MLOps Basic Open-Source Tool Series #3: DVC for Data Versioning

The third post on MLOps Open-Source tools series for your Machine Learning needs. The third edition would discuss on the versioning tools.

Apr 09, 2024

This newsletter is part of a series introducing open-source tools used in Machine Learning Operations (MLOps). Each series will introduce new tools for different parts of the process. We would combine everything at the end of the series to make a cohesive MLOps project.

The machine learning project is a project that requires continual updates to its model. The continuous project ensures that the model provides sufficient value to the business.

However, not all updates always mean a better model. There are times when we want to go back into our previous iteration. This is where versioning comes to help.

Versioning tracks changes by assigning unique numbers or identifiers to different states or updates. You can version anything, such as datasets, Models, parameters, etc.

There are many values of versioning, including enabling the older version rollback and supporting collaborative development efforts where multiple individuals or teams work on the same projects.

When you think about versioning tools, it’s often all about Git. However, the machine learning project is different from the software development project. That’s why data science requires more specialization tools. One of the open-source versioning tools for machine learning projects is DVC.

So, how could DVC help data scientists and machine learning engineers with versioning tasks? Let’s learn about it!

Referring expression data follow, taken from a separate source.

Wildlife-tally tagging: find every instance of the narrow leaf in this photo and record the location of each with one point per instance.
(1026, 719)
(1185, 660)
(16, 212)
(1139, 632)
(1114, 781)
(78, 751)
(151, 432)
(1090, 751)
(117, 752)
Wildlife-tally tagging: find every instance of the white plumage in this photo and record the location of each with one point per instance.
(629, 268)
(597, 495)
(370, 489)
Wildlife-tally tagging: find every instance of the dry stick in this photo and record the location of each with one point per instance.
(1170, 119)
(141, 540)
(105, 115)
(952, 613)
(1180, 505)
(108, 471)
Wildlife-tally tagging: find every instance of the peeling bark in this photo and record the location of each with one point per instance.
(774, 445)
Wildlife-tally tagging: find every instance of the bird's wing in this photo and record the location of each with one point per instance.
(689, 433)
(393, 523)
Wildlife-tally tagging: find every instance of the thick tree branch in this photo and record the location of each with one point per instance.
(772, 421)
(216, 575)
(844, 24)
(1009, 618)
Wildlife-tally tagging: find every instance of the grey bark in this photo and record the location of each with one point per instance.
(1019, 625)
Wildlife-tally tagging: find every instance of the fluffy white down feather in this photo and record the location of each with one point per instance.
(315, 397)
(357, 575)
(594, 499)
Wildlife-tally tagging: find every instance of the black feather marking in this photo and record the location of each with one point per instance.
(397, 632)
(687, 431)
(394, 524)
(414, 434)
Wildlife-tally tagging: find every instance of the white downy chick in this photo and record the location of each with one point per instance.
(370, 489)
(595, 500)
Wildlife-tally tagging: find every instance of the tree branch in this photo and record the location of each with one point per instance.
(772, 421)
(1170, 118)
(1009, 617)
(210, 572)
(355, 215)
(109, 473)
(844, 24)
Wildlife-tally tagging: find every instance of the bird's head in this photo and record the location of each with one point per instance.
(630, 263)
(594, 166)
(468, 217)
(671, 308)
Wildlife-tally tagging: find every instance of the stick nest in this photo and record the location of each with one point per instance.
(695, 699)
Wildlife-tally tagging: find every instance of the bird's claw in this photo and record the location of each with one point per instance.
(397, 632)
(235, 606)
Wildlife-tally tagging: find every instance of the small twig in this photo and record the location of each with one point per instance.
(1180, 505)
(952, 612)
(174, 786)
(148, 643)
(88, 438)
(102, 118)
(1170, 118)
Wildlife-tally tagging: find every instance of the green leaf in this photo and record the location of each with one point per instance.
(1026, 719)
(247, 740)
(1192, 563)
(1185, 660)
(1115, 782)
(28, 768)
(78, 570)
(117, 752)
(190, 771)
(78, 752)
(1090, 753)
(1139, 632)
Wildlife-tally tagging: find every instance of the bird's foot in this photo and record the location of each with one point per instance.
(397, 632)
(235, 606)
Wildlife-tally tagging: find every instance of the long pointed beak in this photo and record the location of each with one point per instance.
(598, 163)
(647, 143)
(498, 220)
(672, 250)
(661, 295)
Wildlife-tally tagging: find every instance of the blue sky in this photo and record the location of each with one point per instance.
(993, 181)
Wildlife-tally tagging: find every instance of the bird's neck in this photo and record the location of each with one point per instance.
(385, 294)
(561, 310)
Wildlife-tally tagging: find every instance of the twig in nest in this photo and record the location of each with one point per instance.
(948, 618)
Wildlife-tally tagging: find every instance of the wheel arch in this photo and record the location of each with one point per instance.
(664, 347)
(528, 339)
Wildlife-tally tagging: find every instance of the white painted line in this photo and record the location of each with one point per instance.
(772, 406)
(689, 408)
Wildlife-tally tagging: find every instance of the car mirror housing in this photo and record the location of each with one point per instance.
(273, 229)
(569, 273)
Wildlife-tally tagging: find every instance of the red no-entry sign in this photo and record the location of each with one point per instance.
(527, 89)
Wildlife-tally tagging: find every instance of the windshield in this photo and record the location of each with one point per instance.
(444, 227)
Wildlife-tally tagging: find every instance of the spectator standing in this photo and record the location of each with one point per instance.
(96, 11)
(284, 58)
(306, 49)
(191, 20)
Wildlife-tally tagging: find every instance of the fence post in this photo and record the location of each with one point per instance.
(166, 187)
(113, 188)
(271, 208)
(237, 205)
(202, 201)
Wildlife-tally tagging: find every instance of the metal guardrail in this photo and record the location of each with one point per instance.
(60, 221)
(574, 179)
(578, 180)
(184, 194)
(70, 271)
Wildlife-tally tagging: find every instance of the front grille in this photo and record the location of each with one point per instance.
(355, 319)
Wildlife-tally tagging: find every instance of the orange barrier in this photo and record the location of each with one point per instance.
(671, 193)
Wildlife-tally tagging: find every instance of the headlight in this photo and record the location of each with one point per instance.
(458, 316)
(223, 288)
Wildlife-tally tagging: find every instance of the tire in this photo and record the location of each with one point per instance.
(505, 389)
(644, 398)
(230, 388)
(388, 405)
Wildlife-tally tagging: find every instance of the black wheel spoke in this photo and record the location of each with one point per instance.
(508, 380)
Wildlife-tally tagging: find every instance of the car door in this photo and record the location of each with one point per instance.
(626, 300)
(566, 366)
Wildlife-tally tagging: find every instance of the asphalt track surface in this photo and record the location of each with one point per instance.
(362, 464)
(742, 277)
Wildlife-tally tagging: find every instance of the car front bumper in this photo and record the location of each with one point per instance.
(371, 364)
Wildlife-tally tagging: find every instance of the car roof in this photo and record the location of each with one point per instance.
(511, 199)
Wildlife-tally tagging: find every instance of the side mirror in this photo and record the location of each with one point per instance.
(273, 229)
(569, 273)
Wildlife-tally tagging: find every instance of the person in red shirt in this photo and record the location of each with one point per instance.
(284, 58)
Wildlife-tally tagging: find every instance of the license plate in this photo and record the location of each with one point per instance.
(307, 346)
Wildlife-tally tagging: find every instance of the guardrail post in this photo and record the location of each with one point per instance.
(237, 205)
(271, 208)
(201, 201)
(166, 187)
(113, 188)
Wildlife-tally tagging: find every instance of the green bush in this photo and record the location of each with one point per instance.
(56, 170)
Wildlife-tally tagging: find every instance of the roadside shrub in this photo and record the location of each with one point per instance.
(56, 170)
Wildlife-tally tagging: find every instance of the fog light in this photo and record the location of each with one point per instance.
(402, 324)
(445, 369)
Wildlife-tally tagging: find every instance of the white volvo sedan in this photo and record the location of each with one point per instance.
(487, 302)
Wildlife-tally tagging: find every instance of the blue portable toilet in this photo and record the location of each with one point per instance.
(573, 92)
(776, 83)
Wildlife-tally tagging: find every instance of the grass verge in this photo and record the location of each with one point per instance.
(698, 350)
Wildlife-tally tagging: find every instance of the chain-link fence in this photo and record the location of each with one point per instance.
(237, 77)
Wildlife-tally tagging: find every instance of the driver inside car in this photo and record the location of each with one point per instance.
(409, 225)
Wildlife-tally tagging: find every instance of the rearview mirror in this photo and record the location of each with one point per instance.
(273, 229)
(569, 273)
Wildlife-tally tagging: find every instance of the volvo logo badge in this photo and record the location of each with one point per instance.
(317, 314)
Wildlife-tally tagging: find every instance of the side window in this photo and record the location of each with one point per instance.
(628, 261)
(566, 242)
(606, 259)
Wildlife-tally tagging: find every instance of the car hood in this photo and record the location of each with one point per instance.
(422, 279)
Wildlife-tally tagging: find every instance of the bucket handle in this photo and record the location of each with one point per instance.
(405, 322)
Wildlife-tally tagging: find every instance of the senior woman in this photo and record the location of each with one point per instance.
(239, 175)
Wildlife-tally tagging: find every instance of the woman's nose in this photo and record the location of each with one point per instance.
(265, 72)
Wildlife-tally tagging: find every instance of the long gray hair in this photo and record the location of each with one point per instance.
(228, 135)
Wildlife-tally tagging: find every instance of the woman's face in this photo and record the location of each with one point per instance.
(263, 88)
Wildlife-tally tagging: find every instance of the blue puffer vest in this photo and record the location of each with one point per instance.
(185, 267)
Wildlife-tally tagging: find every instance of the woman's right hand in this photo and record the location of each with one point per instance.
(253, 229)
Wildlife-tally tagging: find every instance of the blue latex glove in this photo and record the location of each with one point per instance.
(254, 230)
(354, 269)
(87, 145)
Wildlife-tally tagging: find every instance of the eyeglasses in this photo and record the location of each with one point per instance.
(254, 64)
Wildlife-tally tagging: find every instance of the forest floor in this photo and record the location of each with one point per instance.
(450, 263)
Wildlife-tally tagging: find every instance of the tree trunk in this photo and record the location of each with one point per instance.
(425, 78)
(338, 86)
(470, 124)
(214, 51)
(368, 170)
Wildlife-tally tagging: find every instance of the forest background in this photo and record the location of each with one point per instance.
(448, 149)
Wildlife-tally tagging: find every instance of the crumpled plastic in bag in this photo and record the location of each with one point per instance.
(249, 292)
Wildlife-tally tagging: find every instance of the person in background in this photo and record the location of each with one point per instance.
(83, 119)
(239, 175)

If you miss my previous series, you can read it below!

MLOps Basic Open-Source Tool Series #2: MLFlow for Model Registry

Cornellius Yudha Wijaya

March 24, 2024

MLOps Basic Open-Source Tool Series #2: MLFlow for Model Registry

Read full story

DVC For Data Versioning

DVC stands for Data Version Control, the Git for Machine Learning project. It’s a tool that allows us to track changes in our ML project, especially large files. It has been optimized to enable remote data storage and complement Git, so it’s not a replacement.

Let’s try it out. We would need to install the DVC initially. The easiest way to install them is by using pip.

pip install dvc

If you want to use them with Visual Studio Code, you can install them from their marketplace.

For this example, we would try to track the change in the dataset with DVC. I would use the email spam data from Kaggle for the sample dataset.

Next, we would try out DVC to use the data versioning. As DVC complements Git, we must initiate Git before using the DVC.

git init

Then, we can start creating a DVC project within our directory.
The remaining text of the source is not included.